Je terminerai mon exposé par une supplique que je vous adresse à genoux : ôtez de vos cœurs toute rancune et tout esprit de vengeance. N’apprenez pas à vos enfants à haïr les Tutsi car, je vous le dis parce que je connais beaucoup de gens qui vivent au Rwanda, la majorité des Tutsi sont encore plus malheureux que vous et moi. De toutes les façons Monsieur Kagame ne va certainement pas demander son avis au pauvre pêcheur tutsi des bords du lac Kivu ou à la maman qui traverse la frontière de Goma-Gisenyi chaque matin pour aller vendre ses légumes à ses sœurs hutu et congolaises de l’autre côté d’une frontière qui n’existe d’ailleurs que de nom.
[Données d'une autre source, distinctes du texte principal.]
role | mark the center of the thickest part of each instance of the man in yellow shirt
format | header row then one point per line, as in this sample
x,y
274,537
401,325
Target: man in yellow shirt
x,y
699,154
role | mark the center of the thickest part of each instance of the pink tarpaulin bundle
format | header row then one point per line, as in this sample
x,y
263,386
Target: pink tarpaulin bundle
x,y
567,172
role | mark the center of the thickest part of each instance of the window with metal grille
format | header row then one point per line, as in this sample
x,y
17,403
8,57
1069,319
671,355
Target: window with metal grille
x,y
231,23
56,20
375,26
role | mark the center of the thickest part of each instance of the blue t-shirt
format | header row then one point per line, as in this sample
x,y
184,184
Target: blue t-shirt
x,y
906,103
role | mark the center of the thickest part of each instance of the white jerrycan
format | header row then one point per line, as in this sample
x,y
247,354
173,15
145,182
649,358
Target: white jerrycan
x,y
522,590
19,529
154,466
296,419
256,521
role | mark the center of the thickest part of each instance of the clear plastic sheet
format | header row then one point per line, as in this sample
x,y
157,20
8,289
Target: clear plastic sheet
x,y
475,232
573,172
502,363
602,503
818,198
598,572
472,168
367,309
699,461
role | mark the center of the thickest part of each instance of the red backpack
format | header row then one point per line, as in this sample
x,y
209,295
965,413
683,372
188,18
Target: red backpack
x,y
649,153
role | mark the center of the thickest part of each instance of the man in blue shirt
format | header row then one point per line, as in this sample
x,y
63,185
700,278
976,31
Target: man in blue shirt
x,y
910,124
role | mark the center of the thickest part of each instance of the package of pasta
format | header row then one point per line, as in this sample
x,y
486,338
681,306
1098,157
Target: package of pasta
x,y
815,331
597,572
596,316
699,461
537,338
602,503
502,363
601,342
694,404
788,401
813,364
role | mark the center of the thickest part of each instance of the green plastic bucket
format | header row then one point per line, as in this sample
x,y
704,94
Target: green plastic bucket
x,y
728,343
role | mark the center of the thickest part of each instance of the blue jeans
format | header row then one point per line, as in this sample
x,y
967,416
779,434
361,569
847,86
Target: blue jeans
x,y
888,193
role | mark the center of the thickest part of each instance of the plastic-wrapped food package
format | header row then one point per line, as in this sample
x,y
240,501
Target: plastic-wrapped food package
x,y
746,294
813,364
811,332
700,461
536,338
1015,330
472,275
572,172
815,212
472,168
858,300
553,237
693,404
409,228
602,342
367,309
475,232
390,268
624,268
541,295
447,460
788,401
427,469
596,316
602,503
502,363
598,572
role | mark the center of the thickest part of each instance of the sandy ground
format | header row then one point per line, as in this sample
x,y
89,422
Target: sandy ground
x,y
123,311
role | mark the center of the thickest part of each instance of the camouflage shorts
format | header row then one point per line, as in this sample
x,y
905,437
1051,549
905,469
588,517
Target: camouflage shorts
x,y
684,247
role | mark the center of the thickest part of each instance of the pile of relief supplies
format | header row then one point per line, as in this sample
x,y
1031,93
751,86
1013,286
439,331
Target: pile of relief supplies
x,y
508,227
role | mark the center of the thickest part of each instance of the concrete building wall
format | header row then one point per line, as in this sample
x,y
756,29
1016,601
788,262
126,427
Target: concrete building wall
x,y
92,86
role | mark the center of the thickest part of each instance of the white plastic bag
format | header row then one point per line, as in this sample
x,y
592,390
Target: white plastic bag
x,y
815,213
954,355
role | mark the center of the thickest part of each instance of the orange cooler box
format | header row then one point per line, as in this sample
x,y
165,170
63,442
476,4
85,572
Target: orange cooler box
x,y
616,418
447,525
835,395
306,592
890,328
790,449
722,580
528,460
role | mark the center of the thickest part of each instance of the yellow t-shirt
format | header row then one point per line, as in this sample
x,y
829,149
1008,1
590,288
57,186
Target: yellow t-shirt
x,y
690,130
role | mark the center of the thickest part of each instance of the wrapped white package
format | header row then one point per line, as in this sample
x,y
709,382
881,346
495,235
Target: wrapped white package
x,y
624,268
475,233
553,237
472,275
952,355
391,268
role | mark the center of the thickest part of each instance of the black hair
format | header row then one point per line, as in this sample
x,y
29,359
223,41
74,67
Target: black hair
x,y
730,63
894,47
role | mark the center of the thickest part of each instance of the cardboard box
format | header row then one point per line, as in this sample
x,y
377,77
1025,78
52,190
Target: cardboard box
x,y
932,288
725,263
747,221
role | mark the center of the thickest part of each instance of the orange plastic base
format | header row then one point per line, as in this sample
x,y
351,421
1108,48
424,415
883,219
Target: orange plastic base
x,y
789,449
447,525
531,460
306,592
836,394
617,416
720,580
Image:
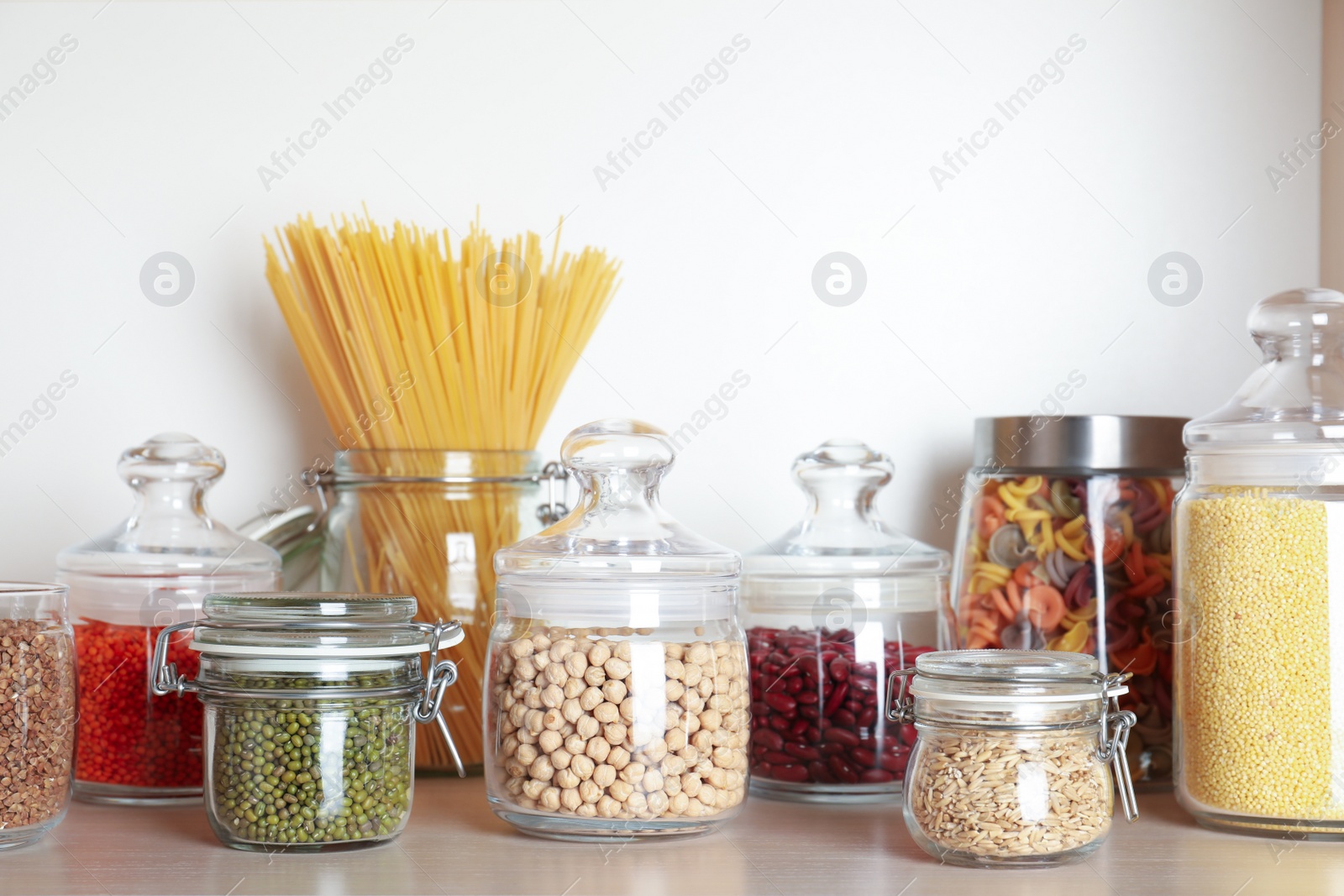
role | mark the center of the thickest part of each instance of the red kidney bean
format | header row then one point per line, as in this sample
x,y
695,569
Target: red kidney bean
x,y
801,752
843,770
843,736
815,710
796,774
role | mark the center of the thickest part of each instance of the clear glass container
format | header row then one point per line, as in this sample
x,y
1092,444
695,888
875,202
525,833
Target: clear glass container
x,y
617,701
832,607
1261,553
428,524
1010,766
1065,543
311,705
151,571
38,711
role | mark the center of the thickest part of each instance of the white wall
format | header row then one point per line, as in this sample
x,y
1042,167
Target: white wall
x,y
1032,264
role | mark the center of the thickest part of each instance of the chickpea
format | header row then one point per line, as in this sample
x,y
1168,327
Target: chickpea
x,y
597,748
582,766
615,691
550,741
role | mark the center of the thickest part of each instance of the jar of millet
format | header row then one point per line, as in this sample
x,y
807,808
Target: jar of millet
x,y
1260,528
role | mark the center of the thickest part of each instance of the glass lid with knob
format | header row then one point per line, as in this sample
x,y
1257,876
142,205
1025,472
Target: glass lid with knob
x,y
1296,398
618,530
842,533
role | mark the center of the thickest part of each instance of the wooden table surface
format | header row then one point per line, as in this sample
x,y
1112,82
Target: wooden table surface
x,y
456,846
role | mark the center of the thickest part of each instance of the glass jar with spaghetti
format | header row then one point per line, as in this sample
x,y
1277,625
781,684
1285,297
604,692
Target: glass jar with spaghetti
x,y
1065,543
617,692
311,705
1260,720
833,606
151,571
428,524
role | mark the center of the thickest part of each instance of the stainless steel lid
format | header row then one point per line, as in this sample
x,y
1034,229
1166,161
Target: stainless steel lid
x,y
1082,443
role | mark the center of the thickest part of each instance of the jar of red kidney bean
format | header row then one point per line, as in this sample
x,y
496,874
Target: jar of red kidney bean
x,y
832,607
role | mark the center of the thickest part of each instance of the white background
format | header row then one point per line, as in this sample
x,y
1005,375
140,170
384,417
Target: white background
x,y
1032,264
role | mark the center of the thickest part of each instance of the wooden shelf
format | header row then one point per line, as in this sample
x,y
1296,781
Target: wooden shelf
x,y
456,846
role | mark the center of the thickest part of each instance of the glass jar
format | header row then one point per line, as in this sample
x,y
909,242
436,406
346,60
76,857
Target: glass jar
x,y
833,606
1010,766
37,710
1261,526
428,524
151,571
311,707
1065,543
618,703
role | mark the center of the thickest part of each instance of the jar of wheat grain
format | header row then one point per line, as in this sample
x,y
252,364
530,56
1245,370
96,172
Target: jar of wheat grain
x,y
1014,755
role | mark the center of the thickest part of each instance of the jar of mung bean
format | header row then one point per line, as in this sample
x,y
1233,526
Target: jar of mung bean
x,y
617,692
1260,586
311,703
1011,757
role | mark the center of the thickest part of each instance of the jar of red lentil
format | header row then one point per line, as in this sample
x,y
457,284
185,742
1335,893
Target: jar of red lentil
x,y
617,701
1260,633
1065,543
151,571
832,607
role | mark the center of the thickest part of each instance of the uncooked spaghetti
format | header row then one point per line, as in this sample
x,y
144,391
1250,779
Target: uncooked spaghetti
x,y
490,338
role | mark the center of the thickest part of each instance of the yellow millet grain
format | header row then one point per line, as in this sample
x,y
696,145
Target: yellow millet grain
x,y
1253,652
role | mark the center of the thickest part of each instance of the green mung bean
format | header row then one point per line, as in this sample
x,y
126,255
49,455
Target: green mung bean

D’après mes sources sur place depuis quelques mois maintenant les mamans du Rwanda, hutu et tutsi mélangées, cherchent un moyen de manifester afin de demander au président Kagame de leur expliquer pour quelles raisons il envoie leurs enfants se faire tuer au Congo, pour le coltan dont elles – ces vieilles – ne savent pas à quoi ressemble ce minerai. Et il faut savoir aussi que ce monsieur va jusqu’à massacrer des villages principalement habités de Tutsi afin de mettre ces crimes sur le dos de l’armée congolaise et justifier la présence de son armée en RDC…

Ma supplique donc, la voici : ne donnons pas à nos enfants l’occasion de nous blâmer un jour comme cette petite fille tutsi, âgée de huit ans au moment du génocide qui, observant par la fenêtre de la maison familiale son père exterminer tous les voisins hutu à la machette, au gourdin et au couteau, est allée dire à sa maman en pleurant : « Maman, je te le jure, plus jamais je ne serai Tutsi ».

Je vous remercie de votre écoute et de votre patience.